Today, when I got home, my rockstor box had crashed. This newer happens, so I was quite surprised.
I rebooted it but it ended up with this:
The first errors are normal, I see them at every boot, but the rest is not normal.
Is this recoverable, or will I have to reinstall?
I really hope not having to reinstall, and even more hope not to have lost any data.
Boots of a 16Gb mSATA SSD.
The pool resides on 7 disks running RAID6.
Can you try with kernel-ml-4.2.5-1.el7.elrepo.x86_64? Your error looks like mine did: “appeared twice”. See https://github.com/rockstor/rockstor-core/issues/1069
Trying the kernel-ml-4.2.5-1.el7.elrepo.x86_64, doesn’t work either.

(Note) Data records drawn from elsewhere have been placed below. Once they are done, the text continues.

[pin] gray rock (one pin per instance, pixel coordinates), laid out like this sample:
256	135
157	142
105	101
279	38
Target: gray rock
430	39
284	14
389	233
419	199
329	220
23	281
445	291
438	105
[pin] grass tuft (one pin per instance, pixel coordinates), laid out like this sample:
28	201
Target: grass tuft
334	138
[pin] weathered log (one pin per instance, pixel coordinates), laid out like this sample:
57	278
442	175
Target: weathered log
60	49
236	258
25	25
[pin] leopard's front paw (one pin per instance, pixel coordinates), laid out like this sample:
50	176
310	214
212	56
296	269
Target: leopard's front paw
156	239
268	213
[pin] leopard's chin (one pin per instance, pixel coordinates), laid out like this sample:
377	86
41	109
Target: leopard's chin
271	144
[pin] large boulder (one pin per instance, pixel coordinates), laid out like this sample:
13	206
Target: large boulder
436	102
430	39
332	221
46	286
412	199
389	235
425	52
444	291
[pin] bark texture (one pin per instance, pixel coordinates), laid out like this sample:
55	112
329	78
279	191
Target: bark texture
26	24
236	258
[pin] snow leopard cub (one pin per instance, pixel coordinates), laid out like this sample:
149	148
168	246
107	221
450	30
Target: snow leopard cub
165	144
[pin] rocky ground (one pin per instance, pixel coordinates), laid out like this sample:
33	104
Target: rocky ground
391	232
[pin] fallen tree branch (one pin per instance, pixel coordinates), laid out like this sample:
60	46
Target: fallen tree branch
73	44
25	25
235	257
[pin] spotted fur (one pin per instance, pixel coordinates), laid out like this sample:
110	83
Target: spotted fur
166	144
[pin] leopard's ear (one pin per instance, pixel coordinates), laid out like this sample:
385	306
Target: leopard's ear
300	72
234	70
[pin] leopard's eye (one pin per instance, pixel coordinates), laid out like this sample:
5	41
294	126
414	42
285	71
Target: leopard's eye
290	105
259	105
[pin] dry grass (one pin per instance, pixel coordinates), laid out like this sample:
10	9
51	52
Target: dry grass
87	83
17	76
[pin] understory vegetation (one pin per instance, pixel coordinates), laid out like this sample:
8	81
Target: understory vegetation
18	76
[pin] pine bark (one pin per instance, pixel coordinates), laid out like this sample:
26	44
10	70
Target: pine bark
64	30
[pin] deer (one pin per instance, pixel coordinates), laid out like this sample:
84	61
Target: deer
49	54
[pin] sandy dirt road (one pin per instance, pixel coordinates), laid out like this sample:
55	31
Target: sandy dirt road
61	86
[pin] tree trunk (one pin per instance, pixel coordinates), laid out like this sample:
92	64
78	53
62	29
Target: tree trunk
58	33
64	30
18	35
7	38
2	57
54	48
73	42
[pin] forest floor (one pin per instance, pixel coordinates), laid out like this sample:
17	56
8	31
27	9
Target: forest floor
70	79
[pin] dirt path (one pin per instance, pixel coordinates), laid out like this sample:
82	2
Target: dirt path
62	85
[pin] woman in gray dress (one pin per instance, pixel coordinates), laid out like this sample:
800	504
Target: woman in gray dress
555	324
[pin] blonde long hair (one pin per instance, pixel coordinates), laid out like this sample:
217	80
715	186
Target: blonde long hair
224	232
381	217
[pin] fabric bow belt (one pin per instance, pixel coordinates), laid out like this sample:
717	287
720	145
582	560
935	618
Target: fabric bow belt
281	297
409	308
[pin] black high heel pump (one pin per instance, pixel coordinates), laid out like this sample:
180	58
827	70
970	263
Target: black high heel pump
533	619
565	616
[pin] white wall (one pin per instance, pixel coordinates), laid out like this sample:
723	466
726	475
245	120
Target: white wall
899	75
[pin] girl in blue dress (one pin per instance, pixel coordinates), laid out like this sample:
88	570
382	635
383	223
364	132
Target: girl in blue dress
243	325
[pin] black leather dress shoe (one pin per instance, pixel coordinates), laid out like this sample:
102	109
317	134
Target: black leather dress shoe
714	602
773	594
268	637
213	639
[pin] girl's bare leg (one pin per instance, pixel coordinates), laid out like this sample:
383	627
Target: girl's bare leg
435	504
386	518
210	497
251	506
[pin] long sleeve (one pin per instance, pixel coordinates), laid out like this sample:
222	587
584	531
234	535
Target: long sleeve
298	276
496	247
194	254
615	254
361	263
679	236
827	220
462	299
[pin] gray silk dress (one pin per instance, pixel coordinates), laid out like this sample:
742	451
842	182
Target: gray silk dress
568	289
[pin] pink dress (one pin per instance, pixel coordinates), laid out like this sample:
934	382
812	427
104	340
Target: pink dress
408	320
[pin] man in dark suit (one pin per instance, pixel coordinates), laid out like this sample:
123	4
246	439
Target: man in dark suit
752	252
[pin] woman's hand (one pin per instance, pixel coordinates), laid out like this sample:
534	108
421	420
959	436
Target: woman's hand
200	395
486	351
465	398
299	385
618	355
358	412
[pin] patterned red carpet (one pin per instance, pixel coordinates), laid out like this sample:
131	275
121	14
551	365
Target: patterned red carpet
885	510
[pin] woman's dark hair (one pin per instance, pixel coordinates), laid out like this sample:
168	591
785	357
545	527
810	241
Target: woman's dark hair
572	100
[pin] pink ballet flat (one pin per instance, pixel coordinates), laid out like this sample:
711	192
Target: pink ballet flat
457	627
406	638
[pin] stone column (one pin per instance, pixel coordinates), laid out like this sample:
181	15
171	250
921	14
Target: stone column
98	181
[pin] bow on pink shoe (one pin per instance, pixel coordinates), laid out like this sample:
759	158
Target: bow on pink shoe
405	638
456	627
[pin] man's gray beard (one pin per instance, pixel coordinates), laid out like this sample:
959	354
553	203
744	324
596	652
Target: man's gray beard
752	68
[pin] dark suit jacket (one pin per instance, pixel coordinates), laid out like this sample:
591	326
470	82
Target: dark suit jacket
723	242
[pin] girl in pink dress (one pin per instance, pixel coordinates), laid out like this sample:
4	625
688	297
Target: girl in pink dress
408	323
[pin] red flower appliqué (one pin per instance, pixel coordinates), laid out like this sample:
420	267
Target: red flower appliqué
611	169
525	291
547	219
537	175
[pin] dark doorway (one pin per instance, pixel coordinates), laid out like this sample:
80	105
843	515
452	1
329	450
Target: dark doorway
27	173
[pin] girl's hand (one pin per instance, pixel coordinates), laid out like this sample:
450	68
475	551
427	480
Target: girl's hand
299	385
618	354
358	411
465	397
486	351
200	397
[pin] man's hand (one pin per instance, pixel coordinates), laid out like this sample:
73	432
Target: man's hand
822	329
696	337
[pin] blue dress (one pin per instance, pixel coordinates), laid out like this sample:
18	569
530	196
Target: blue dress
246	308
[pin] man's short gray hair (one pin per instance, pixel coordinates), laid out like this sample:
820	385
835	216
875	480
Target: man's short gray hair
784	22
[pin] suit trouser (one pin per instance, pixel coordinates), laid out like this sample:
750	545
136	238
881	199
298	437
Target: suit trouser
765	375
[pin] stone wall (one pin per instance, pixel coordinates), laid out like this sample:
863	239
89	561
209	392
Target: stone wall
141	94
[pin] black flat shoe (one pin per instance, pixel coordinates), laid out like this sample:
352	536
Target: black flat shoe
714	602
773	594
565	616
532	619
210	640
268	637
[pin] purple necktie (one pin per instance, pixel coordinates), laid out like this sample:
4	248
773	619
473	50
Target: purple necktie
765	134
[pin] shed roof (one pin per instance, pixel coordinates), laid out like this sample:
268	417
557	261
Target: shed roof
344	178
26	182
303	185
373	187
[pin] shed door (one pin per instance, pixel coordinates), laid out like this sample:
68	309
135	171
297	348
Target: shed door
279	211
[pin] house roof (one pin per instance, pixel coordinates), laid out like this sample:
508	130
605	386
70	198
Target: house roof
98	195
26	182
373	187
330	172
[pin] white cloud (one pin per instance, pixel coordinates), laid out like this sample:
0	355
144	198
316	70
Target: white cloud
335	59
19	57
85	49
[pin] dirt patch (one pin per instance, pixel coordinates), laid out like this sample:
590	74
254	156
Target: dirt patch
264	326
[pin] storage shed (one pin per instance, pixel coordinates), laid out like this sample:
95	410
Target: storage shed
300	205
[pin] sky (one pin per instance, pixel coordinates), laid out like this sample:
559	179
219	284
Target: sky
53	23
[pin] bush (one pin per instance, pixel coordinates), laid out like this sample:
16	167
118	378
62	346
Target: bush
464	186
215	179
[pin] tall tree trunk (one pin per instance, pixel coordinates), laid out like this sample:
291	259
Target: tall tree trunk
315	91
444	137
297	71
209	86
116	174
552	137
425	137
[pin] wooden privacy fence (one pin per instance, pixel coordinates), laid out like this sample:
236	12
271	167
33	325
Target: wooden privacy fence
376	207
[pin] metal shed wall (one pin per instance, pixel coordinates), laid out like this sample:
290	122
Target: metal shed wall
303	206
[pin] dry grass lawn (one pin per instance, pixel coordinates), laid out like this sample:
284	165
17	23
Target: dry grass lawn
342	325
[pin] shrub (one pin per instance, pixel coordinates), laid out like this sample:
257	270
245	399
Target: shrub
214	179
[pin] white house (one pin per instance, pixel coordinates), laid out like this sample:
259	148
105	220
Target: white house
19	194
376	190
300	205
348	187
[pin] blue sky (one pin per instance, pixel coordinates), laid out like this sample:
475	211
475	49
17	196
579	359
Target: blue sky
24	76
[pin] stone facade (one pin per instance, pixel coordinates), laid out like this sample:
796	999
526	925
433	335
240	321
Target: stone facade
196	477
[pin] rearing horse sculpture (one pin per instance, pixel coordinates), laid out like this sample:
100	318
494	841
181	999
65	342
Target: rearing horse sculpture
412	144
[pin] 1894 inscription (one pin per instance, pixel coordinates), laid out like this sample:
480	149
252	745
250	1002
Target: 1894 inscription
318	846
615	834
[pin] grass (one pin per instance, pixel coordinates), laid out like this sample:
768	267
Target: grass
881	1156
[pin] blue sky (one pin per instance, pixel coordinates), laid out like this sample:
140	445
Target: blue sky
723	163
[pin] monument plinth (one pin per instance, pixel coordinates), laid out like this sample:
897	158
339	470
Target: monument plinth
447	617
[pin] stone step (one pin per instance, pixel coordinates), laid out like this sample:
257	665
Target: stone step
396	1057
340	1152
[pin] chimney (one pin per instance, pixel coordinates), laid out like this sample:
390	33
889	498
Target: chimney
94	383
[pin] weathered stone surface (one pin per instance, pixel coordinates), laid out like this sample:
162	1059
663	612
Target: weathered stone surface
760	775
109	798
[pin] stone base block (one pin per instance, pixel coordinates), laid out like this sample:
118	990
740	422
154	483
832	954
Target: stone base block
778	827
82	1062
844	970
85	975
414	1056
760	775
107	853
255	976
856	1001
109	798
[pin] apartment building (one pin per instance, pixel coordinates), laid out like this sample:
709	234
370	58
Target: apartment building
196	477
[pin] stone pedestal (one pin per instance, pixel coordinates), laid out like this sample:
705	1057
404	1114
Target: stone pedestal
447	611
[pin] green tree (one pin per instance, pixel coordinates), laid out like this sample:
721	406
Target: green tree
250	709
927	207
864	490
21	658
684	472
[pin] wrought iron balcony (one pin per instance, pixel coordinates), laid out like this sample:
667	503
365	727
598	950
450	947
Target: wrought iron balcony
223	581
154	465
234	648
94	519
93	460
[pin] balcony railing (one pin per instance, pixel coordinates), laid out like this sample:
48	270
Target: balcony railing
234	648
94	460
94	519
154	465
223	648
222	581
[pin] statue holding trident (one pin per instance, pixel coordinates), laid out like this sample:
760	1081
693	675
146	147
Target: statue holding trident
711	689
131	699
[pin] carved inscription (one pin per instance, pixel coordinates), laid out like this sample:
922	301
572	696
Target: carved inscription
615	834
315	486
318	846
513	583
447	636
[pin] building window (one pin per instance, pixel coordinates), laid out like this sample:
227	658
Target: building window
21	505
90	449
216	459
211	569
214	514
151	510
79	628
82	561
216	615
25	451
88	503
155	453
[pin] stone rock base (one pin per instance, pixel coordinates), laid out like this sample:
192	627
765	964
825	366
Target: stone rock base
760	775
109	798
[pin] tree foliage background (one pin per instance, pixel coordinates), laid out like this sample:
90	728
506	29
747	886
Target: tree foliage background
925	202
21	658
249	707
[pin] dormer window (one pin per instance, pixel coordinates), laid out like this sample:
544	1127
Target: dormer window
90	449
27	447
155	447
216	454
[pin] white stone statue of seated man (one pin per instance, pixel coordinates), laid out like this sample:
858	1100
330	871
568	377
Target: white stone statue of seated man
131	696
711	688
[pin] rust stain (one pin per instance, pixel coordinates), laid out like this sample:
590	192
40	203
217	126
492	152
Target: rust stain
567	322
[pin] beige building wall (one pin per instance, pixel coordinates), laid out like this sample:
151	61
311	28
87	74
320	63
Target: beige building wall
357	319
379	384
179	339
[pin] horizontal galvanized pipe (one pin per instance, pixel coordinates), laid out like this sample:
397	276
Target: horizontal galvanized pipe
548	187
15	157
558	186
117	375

The system seems to stop at the same place during bootup, but without any errors. Even with debugging turned on.
A little frustrating. But I trust that a reinstall will fix it, if all else fails
device not ready looks bad. Are the cables okay? Is there a card the sata cables are connected to that is not on the board - if yes, check it’s in properly.
You could also try a newer kernel http://elrepo.org/people/ajb/devel/kernel-ml/el7/x86_64/RPMS/kernel-ml-4.5.0-0.rc2.el7.elrepo.x86_64.rpm
The device not ready is not important, its a known bug with the onboard sata controller, and there is a workaround in place.
The system has worked with this error since the first day, and booted every time. Thats not the problem.
I have tried unhooking all my hdd drives, so that only the boot drive is attached, and the system still freezes during bootup, but without any errors.
It seems I will have to reinstall
I think you want to reinstall
I really dont.
I will have too go through all the hassle of setting up shares / NFS / Samba / rockons and so on.
But will get the latest ISO and start the reinstall.
But probably first tomorrow.
Okay, then if it was my rockstor, I would reboot with debugging enabled (again), then wait 10 minutes to see if that error changes.
What would happen after 10 minuttes?
You haven’t had a crash, it looks like a hang. If you wait you may get a timeout and a better error message.
I have restarted the system with debugging enabled. Will wait and see if anything happens.
16 minutes later no change.
I will let it sit through the night, and see if anything has shown up tomorrow.
Nothing happened overnight, so now the system is reinstalled, and up and running again.
The pool was OK, and I have access to all shares.
It would be nice to have known what went wrong, but I guess I’ll have to accept it as a random event.
Glad you got it all back @KarstenV. Are you running 3.8-11? with 4.3.3 kernel?
Yes, running 3.8-11.06 4.3.3-1.el7.elrepo.x86_64.
The reinstall even fixed the permission denied problem I had with SMART on one of my disks.
Only thing I need to get running is Plex. If I reuse the same shares as on the last install I hope Plex will use the settings stored in these?
I’m glad to hear you didn’t lose data.